Replication, as it exists in PostgreSQL today, is physical replication. That is, the disk files as they exist on the standby are essentially byte-for-byte identical to the ones on the master (with the exception that the same hint bits may not be set). When a change is made on the master, the write-ahead log is streamed to the standby, which makes the same change to the corresponding disk block on the standby. The alternative is logical replication, in which what is transferred is not an instruction to write a certain sequence of bytes at a certain location, but the information that a certain tuple was inserted, or that a table with a given schema was created.
The big advantage of physical replication is that it has very, very low overhead. Most of the write-ahead log records that are needed to make physical replication work are needed anyway for crash recovery. There is certainly some overhead, but it is quite low, making it the best form of replication for disaster recovery scenarios. Having said that, physical replication has a number of serious disadvantages:
1. You can't replication to a different major version of PostgreSQL.
2. You certainly can't replicate to a database other than PostgreSQL.
3. You can't replicate part of the database.
4. You can't write any data at all on the standby.
5. You certainly can't do multi-master replication.
6. MVCC bloat on the master propagates to the standby.
7. Anything that would bloat the standby causes query cancellations instead, or delays in recovery (or in 9.1, you'll be able to avoid the query cancellation by bloating the master).
Logical replication, in theory, can work around all of these problems, and in fact there are already a number of existing projects which aim to provide logical replication for PostgreSQL, including Slony, Bucardo, and Londiste. All of these projects, however, have been hindered by lack of core support (as discussed at the last developer meeting, which I blogged a little bit about), and I think also by the fact that replication is just a really hard problem. There are also forks of PostgreSQL that aim to add replication functionality, such as Postgres-R and the now-defunct Mammoth Replicator, but it seems we don't yet have a solution that everyone is 100% happy with. Rather than a whole series of separate projects, I think we need one high-quality solution in core, or at the very least a set of powerful tools in core upon which solutions can be built more easily than what our current architecture allows. I think that trigger-based solutions are always going to carry an uncomfortably high performance cost.

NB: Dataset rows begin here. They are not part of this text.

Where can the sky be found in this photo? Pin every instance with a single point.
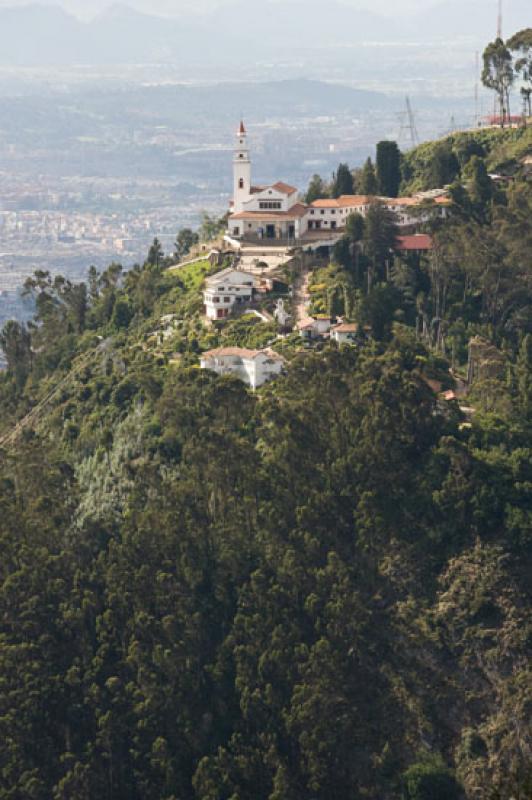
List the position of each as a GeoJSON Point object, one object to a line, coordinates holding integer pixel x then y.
{"type": "Point", "coordinates": [88, 8]}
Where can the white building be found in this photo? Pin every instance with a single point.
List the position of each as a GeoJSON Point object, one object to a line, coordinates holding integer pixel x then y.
{"type": "Point", "coordinates": [254, 367]}
{"type": "Point", "coordinates": [314, 327]}
{"type": "Point", "coordinates": [274, 215]}
{"type": "Point", "coordinates": [227, 289]}
{"type": "Point", "coordinates": [345, 333]}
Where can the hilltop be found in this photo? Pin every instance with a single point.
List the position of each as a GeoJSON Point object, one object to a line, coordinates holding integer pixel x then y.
{"type": "Point", "coordinates": [502, 149]}
{"type": "Point", "coordinates": [318, 589]}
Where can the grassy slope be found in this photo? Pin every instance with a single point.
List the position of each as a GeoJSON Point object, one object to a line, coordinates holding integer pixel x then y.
{"type": "Point", "coordinates": [503, 148]}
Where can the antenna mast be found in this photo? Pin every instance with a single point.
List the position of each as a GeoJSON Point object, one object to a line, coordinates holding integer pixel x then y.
{"type": "Point", "coordinates": [411, 127]}
{"type": "Point", "coordinates": [477, 73]}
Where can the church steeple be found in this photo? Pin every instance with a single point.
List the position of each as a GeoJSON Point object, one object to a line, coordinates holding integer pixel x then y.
{"type": "Point", "coordinates": [241, 171]}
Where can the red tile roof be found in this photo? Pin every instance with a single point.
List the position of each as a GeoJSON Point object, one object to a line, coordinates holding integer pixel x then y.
{"type": "Point", "coordinates": [416, 241]}
{"type": "Point", "coordinates": [242, 352]}
{"type": "Point", "coordinates": [299, 210]}
{"type": "Point", "coordinates": [346, 327]}
{"type": "Point", "coordinates": [345, 201]}
{"type": "Point", "coordinates": [284, 188]}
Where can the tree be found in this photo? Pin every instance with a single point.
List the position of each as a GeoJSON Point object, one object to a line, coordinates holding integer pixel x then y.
{"type": "Point", "coordinates": [444, 166]}
{"type": "Point", "coordinates": [379, 240]}
{"type": "Point", "coordinates": [185, 241]}
{"type": "Point", "coordinates": [122, 314]}
{"type": "Point", "coordinates": [15, 341]}
{"type": "Point", "coordinates": [343, 181]}
{"type": "Point", "coordinates": [523, 371]}
{"type": "Point", "coordinates": [368, 179]}
{"type": "Point", "coordinates": [498, 74]}
{"type": "Point", "coordinates": [388, 168]}
{"type": "Point", "coordinates": [155, 254]}
{"type": "Point", "coordinates": [521, 44]}
{"type": "Point", "coordinates": [430, 779]}
{"type": "Point", "coordinates": [480, 187]}
{"type": "Point", "coordinates": [316, 189]}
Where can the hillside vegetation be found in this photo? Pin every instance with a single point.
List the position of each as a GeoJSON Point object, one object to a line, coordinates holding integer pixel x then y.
{"type": "Point", "coordinates": [318, 590]}
{"type": "Point", "coordinates": [433, 164]}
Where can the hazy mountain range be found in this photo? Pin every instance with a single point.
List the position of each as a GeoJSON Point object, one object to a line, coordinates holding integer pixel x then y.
{"type": "Point", "coordinates": [48, 35]}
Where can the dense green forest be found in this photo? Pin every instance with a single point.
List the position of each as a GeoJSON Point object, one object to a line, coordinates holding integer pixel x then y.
{"type": "Point", "coordinates": [319, 590]}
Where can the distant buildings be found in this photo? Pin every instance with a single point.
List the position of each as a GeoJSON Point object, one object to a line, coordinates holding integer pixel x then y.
{"type": "Point", "coordinates": [274, 215]}
{"type": "Point", "coordinates": [225, 290]}
{"type": "Point", "coordinates": [345, 333]}
{"type": "Point", "coordinates": [253, 367]}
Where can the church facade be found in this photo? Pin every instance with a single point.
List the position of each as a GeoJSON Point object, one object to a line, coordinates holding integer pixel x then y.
{"type": "Point", "coordinates": [275, 215]}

Given the low overhead of physical replication and the fact that we already have it, one might ask whether it would make more sense to continue refining that technology, rather than invent something new. Perhaps, but I'm skeptical. Logical replication would be a very hard project, but it would also cut a pretty big hole through the solution space. Even the most ambitious plans for improving our current hot-standby-based replication system don't involve relaxing more than one or two of the seven restrictions listed above, and the difficulties in getting even that far seem quite formidable. I'm glad we have a really high-quality physical replication solution for high availability and disaster recovery, but I fear that it's never going to really meet the full range of needs in this area.